エンベディング(Embedding)とは?AIがテキストを数値化する仕組み

what-is-embedding Uncategorized

ChatGPTが「猫」と「ネコ」を同じ意味と理解し、「犬」と「猫」を似た概念として扱えるのは、「エンベディング(Embedding)」という技術のおかげです。エンベディングは、単語や文章を数値ベクトルに変換し、意味を計算可能にします。

この技術は、検索エンジン、推薦システム、RAG(Retrieval-Augmented Generation)など、現代AIの基盤を支えています。本記事では、エンベディングの仕組みを歴史的進化と共に、平易に解説します。

エンベディングとは何か?

エンベディングは、単語・文章・画像などを高次元の数値ベクトルに変換する技術です。例えば「猫」という単語を、以下のような数値の列(ベクトル)で表現します。
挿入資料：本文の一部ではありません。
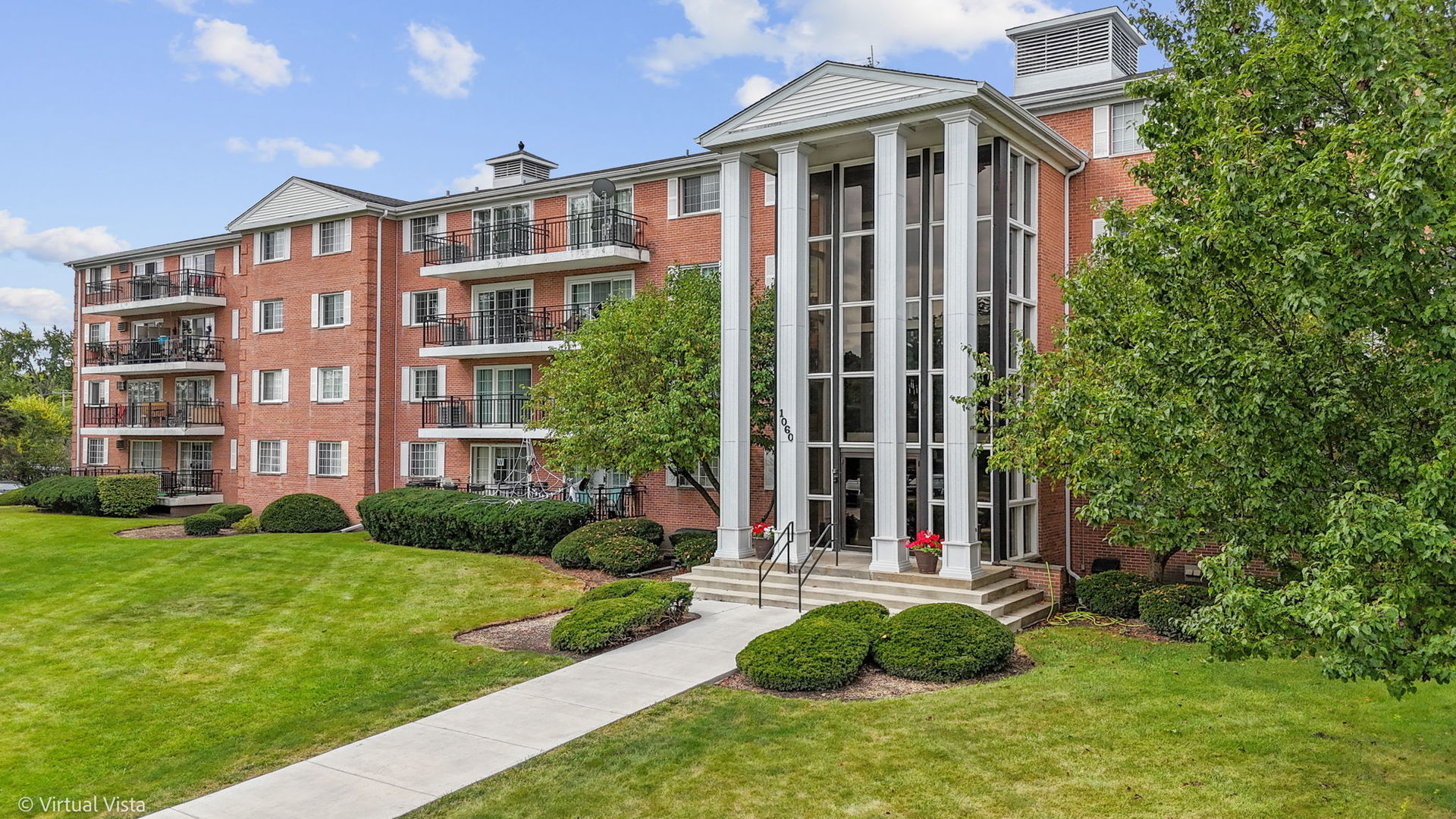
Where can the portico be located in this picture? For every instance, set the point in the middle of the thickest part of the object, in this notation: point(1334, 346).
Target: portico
point(909, 242)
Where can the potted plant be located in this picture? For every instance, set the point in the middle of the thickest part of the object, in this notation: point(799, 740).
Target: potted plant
point(762, 539)
point(927, 547)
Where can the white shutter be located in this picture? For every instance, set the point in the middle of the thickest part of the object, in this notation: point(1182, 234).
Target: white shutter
point(1101, 130)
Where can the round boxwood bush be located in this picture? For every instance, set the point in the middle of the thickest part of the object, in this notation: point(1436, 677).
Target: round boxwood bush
point(623, 556)
point(1112, 594)
point(231, 512)
point(1165, 608)
point(303, 512)
point(867, 615)
point(943, 643)
point(695, 548)
point(202, 525)
point(811, 654)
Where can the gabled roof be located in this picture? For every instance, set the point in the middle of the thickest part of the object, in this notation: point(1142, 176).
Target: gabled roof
point(302, 200)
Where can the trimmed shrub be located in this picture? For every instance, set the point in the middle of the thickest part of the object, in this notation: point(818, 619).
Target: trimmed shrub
point(944, 643)
point(303, 512)
point(202, 523)
point(127, 496)
point(231, 512)
point(571, 554)
point(695, 548)
point(1165, 608)
point(811, 654)
point(865, 615)
point(610, 614)
point(623, 556)
point(1112, 594)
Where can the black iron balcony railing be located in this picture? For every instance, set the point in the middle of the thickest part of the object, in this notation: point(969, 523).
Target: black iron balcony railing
point(579, 231)
point(155, 414)
point(158, 350)
point(507, 325)
point(143, 287)
point(475, 411)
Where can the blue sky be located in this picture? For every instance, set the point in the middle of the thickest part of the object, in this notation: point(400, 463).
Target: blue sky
point(130, 123)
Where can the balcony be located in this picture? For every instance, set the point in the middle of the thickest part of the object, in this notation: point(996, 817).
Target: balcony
point(582, 241)
point(511, 331)
point(156, 354)
point(155, 293)
point(487, 417)
point(199, 419)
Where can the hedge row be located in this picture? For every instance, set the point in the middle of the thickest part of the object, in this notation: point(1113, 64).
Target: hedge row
point(446, 519)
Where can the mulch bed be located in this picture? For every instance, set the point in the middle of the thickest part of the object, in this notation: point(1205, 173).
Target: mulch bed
point(533, 634)
point(875, 684)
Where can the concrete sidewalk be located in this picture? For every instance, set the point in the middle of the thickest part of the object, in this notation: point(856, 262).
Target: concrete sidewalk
point(397, 771)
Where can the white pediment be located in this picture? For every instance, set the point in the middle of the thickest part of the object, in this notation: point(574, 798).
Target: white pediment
point(296, 200)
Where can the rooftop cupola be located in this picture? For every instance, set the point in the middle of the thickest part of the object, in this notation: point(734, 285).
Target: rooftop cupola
point(519, 167)
point(1075, 50)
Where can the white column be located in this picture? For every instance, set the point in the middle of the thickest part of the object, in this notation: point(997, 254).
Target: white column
point(792, 344)
point(962, 556)
point(889, 553)
point(737, 299)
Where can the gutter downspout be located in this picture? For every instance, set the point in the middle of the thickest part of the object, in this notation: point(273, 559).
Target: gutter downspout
point(1066, 316)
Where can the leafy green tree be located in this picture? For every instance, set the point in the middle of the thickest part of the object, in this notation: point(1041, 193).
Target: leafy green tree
point(1266, 356)
point(637, 387)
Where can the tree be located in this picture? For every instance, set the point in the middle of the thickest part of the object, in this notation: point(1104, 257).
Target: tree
point(1266, 356)
point(637, 390)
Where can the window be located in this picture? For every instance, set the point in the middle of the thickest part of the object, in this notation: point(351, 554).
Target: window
point(270, 458)
point(328, 458)
point(424, 306)
point(331, 384)
point(332, 309)
point(273, 245)
point(331, 237)
point(1126, 118)
point(698, 194)
point(271, 387)
point(270, 315)
point(424, 461)
point(419, 228)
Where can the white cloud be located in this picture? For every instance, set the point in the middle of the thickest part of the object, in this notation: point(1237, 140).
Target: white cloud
point(753, 89)
point(444, 64)
point(55, 243)
point(802, 33)
point(237, 57)
point(306, 155)
point(36, 305)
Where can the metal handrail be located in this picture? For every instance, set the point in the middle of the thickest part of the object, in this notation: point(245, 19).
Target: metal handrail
point(786, 537)
point(817, 551)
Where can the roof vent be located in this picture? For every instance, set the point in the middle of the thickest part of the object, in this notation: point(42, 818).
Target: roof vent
point(1075, 50)
point(519, 167)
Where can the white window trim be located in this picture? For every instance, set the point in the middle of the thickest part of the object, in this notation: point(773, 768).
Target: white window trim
point(287, 245)
point(348, 237)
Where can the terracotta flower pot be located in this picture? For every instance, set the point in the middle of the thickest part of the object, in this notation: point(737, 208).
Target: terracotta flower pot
point(927, 561)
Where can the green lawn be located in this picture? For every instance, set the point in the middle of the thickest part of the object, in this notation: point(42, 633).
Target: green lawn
point(1104, 726)
point(164, 670)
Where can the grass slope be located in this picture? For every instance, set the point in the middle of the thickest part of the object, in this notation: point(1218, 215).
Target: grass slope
point(165, 670)
point(1103, 727)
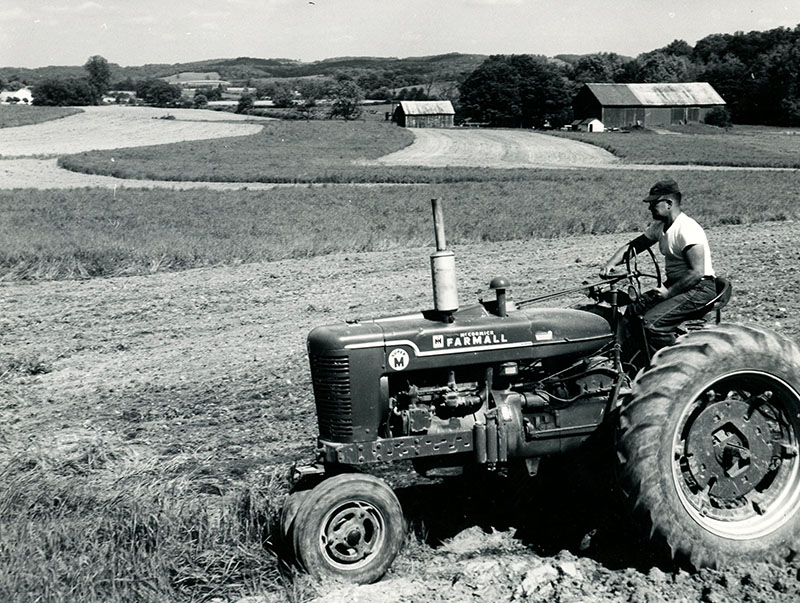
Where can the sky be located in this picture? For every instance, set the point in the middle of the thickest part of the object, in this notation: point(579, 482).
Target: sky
point(37, 33)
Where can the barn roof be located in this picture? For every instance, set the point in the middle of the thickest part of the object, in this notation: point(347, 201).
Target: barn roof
point(427, 107)
point(653, 95)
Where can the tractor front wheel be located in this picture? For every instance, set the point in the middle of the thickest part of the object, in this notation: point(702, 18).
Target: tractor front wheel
point(350, 527)
point(708, 446)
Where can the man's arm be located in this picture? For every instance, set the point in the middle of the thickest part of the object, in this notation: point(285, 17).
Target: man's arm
point(695, 260)
point(640, 243)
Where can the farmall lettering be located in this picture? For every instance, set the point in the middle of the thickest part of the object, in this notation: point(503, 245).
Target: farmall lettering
point(469, 339)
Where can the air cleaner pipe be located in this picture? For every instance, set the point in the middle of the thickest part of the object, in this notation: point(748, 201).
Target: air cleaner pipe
point(443, 267)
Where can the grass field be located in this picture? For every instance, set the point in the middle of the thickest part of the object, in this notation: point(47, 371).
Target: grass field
point(324, 151)
point(746, 146)
point(23, 115)
point(153, 498)
point(95, 233)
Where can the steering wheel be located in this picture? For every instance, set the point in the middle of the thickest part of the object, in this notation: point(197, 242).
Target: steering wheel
point(634, 275)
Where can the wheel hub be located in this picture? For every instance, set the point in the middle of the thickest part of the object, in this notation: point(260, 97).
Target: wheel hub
point(729, 448)
point(352, 533)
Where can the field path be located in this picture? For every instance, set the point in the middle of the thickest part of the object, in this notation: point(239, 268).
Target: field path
point(118, 126)
point(496, 149)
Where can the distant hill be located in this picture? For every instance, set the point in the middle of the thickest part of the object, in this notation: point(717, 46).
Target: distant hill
point(239, 70)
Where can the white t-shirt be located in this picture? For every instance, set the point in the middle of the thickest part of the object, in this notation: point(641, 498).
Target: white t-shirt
point(683, 232)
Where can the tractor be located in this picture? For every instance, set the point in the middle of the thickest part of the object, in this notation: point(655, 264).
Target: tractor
point(705, 431)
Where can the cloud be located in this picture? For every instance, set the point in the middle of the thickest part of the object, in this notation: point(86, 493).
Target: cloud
point(496, 2)
point(83, 7)
point(209, 15)
point(13, 14)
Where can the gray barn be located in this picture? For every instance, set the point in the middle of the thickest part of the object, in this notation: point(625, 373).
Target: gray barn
point(424, 114)
point(646, 105)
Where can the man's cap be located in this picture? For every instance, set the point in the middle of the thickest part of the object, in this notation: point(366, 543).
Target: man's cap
point(662, 188)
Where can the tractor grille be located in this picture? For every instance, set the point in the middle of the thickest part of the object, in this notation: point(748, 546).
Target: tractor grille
point(331, 377)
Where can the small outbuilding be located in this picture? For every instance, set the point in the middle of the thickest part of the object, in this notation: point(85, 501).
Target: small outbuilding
point(646, 105)
point(590, 124)
point(23, 95)
point(424, 114)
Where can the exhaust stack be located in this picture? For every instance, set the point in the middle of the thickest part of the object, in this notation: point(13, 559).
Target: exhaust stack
point(443, 267)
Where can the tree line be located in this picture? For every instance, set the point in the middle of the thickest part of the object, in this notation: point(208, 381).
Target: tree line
point(757, 73)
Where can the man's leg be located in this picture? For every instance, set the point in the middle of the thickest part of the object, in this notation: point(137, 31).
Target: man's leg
point(661, 320)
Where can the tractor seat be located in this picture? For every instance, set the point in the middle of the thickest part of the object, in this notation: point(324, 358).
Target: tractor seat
point(719, 301)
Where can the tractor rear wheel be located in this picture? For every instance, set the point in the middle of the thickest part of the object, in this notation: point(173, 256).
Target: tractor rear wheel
point(708, 446)
point(350, 527)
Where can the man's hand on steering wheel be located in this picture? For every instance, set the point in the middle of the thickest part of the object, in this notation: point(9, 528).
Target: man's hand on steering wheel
point(647, 300)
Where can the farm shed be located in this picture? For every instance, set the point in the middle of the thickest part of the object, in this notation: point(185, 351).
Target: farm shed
point(23, 95)
point(424, 114)
point(646, 105)
point(590, 124)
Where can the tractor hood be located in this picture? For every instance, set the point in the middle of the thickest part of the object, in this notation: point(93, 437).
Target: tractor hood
point(475, 336)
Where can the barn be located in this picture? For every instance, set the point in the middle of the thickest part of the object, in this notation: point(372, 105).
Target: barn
point(646, 105)
point(424, 114)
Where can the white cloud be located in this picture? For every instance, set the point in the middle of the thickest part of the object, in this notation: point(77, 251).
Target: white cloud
point(13, 14)
point(209, 15)
point(70, 8)
point(496, 2)
point(143, 20)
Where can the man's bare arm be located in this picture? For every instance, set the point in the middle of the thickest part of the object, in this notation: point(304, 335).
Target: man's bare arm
point(695, 258)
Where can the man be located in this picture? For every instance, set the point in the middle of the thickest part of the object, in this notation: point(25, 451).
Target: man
point(689, 283)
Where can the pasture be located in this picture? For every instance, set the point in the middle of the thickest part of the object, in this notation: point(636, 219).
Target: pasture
point(86, 233)
point(153, 368)
point(12, 116)
point(740, 146)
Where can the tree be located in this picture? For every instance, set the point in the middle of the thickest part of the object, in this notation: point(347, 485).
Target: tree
point(282, 94)
point(158, 92)
point(99, 76)
point(659, 67)
point(347, 96)
point(245, 104)
point(718, 116)
point(63, 92)
point(311, 91)
point(593, 68)
point(517, 91)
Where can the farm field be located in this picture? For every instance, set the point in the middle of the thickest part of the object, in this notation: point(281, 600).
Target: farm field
point(153, 403)
point(172, 399)
point(740, 146)
point(118, 126)
point(23, 115)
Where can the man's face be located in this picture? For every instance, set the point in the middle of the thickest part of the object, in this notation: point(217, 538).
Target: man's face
point(660, 208)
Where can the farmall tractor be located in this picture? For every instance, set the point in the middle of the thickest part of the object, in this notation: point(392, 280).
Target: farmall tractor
point(705, 431)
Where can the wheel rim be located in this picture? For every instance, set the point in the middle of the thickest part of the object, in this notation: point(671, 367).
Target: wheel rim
point(352, 534)
point(735, 460)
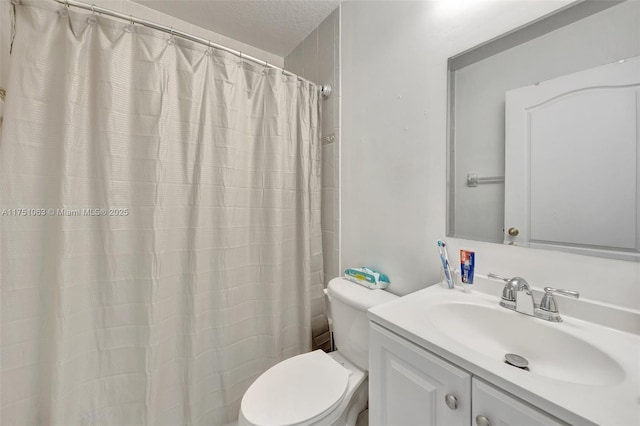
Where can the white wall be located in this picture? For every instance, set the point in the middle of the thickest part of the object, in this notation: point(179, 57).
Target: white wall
point(479, 103)
point(393, 150)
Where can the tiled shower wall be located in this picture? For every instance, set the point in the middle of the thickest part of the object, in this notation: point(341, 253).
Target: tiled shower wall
point(317, 59)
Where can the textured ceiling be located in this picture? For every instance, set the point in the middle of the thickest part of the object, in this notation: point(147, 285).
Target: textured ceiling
point(276, 26)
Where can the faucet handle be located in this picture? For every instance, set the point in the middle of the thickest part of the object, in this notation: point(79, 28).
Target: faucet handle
point(512, 286)
point(548, 302)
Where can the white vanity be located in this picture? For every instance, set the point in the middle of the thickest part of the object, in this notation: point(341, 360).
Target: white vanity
point(437, 358)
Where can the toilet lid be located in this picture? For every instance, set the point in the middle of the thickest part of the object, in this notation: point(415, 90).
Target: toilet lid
point(295, 390)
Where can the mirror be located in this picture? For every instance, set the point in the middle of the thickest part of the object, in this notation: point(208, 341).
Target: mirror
point(544, 134)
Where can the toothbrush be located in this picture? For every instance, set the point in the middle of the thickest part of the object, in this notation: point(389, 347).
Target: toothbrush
point(444, 257)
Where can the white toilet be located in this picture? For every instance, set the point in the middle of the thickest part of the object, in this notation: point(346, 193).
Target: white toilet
point(317, 388)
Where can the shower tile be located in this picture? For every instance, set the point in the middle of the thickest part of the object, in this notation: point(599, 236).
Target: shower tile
point(328, 166)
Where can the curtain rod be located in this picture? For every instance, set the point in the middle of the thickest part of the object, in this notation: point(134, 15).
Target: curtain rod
point(325, 90)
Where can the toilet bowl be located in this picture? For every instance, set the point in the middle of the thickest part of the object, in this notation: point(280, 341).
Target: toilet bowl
point(317, 388)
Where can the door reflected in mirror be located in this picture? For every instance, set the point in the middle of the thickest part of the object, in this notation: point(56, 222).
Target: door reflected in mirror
point(544, 134)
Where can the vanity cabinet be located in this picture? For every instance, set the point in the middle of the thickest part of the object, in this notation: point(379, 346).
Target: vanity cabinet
point(492, 406)
point(408, 385)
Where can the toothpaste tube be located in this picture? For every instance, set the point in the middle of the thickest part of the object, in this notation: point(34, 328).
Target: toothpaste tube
point(467, 265)
point(367, 277)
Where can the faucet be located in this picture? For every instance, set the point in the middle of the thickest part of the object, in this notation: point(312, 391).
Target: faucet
point(518, 296)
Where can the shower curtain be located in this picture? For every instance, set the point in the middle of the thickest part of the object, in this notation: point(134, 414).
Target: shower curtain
point(160, 228)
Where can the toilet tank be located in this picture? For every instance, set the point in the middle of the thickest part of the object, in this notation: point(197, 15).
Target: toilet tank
point(349, 304)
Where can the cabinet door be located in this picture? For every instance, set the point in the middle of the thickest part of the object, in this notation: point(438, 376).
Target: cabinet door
point(408, 385)
point(495, 407)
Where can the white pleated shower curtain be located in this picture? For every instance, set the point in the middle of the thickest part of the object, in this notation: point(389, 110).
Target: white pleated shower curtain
point(161, 242)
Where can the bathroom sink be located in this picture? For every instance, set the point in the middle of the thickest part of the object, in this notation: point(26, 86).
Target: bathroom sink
point(550, 351)
point(580, 370)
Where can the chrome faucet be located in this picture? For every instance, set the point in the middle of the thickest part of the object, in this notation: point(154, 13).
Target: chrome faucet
point(518, 296)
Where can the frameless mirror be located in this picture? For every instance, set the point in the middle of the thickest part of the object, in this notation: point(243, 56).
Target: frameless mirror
point(544, 134)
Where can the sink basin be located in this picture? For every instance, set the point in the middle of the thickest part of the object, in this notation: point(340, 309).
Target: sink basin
point(551, 352)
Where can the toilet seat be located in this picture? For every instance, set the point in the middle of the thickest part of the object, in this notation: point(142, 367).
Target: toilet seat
point(298, 390)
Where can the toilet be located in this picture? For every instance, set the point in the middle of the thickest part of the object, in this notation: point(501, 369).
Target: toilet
point(317, 388)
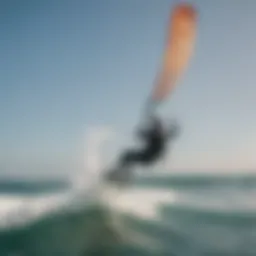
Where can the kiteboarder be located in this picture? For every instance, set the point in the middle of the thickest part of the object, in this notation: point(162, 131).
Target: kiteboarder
point(156, 138)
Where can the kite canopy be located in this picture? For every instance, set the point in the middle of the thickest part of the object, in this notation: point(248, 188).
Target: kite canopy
point(178, 50)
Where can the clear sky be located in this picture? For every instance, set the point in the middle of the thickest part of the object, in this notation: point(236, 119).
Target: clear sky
point(67, 66)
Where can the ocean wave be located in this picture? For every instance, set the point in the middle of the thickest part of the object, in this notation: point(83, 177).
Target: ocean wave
point(135, 221)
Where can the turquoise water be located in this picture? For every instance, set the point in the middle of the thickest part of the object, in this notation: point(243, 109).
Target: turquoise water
point(160, 215)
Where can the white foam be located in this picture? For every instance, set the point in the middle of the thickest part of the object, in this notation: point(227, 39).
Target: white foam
point(20, 210)
point(142, 203)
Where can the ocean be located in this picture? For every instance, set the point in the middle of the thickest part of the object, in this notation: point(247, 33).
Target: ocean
point(176, 215)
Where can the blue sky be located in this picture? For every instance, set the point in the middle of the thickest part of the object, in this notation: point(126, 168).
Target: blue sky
point(67, 66)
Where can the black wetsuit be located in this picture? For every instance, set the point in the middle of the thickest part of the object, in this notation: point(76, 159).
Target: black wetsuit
point(155, 140)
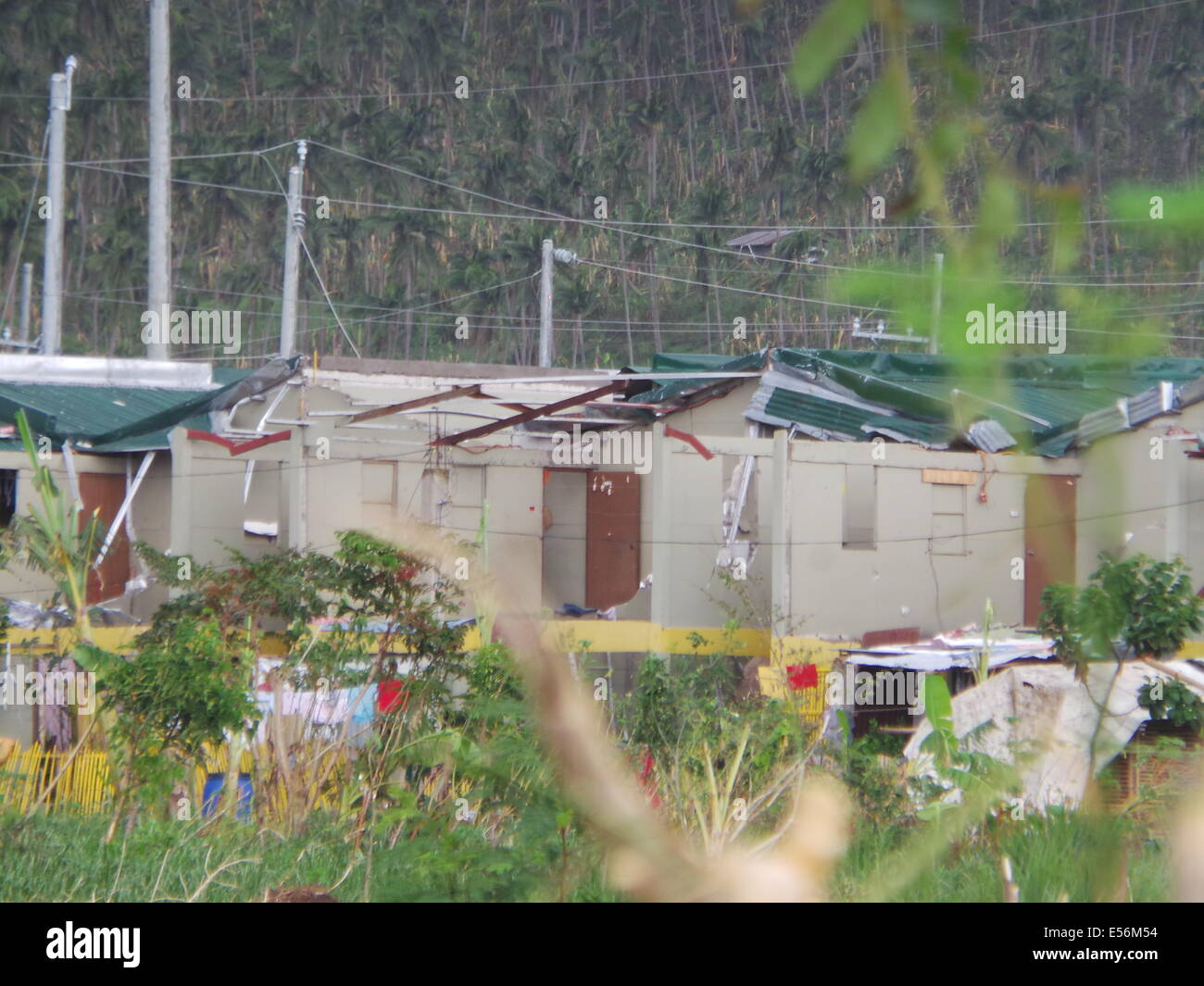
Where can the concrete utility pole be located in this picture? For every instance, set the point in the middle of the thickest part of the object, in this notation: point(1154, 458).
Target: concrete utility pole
point(549, 256)
point(934, 339)
point(293, 228)
point(159, 212)
point(27, 285)
point(56, 185)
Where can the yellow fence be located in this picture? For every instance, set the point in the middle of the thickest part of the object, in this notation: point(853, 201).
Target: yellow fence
point(25, 776)
point(314, 780)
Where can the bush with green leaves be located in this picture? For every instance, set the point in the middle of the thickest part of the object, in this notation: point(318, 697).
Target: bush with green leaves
point(1131, 608)
point(1172, 701)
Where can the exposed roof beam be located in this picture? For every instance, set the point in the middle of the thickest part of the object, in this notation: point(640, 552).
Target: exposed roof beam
point(470, 390)
point(531, 414)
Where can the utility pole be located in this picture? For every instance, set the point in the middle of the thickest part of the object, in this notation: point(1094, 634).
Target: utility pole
point(934, 337)
point(549, 256)
point(159, 206)
point(293, 228)
point(27, 285)
point(56, 184)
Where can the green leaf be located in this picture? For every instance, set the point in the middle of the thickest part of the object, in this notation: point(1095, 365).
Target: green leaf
point(827, 40)
point(938, 705)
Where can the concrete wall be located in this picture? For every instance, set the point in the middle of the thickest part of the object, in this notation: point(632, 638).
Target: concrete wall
point(1142, 493)
point(920, 572)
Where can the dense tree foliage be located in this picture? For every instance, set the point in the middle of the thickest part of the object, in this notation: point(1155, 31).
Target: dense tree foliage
point(569, 101)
「猫」→ [0.2, -0.5, 0.8, 0.1, ..., 0.3] (通常1536次元など)

この数値ベクトルには、以下のような性質があります。

  • 意味が近い単語は、ベクトルも近い: 「猫」と「ネコ」は類似したベクトル
  • 意味の関係性を計算できる: 「王 – 男 + 女 = 女王」といったベクトル演算が成立
  • 機械学習で処理可能: 数値なのでニューラルネットワークで扱える

エンベディングにより、コンピュータは言葉の「意味」を数学的に扱えるようになります。

エンベディングの歴史的進化

エンベディング技術は、過去20年で大きく進化しました。

One-Hot Encoding(2000年代以前)

最も単純な方法は、各単語を1つだけ1で他はすべて0のベクトルで表現する方式です。

「猫」→ [0, 0, 1, 0, 0, ...] (語彙数の次元)
「犬」→ [0, 0, 0, 1, 0, ...]

問題点:
– 語彙数が増えると次元が爆発(100万語なら100万次元)
– すべての単語が等距離で、意味の類似性を捉えられない

Word2Vec(2013年)

GoogleのTomas Mikolovらが開発した、意味を捉える革新的な手法です。「似た文脈で使われる単語は似た意味を持つ」という仮説に基づきます。

学習方法(Skip-gram):
– 「猫がマットの上で寝ている」という文があるとき
– 「猫」から「が」「マット」「寝」を予測するよう学習
– この過程で、「猫」のベクトルが形成される

特徴:
– 100〜300次元の密なベクトル
– 「王 – 男 + 女 = 女王」といった類推が可能
– 高速で軽量

限界:
– 同音異義語を区別できない(「バンク(銀行/川岸)」が同じベクトル)
– 単語単位で、文脈を考慮しない

GloVe(2014年)

Stanford大学が開発した、単語の共起統計を活用する手法です。Word2Vecと同様の特性を持ちながら、より安定した学習が可能です。

BERT Embeddings(2018年)

GoogleのBERTは、Transformerを使った文脈依存エンベディングを実現しました。

革新点:
– 文脈によって同じ単語でも異なるベクトルを生成
– 「バンクで魚を見た」→「川岸」の意味のベクトル
– 「バンクで預金した」→「銀行」の意味のベクトル

仕組み:
1. 文章全体をBERTに入力
2. 各単語の位置で、隠れ層のベクトルを取得
3. このベクトルが文脈依存エンベディング

BERTは文章分類や質問応答で高精度ですが、文章全体のエンベディングには適さない場合があります。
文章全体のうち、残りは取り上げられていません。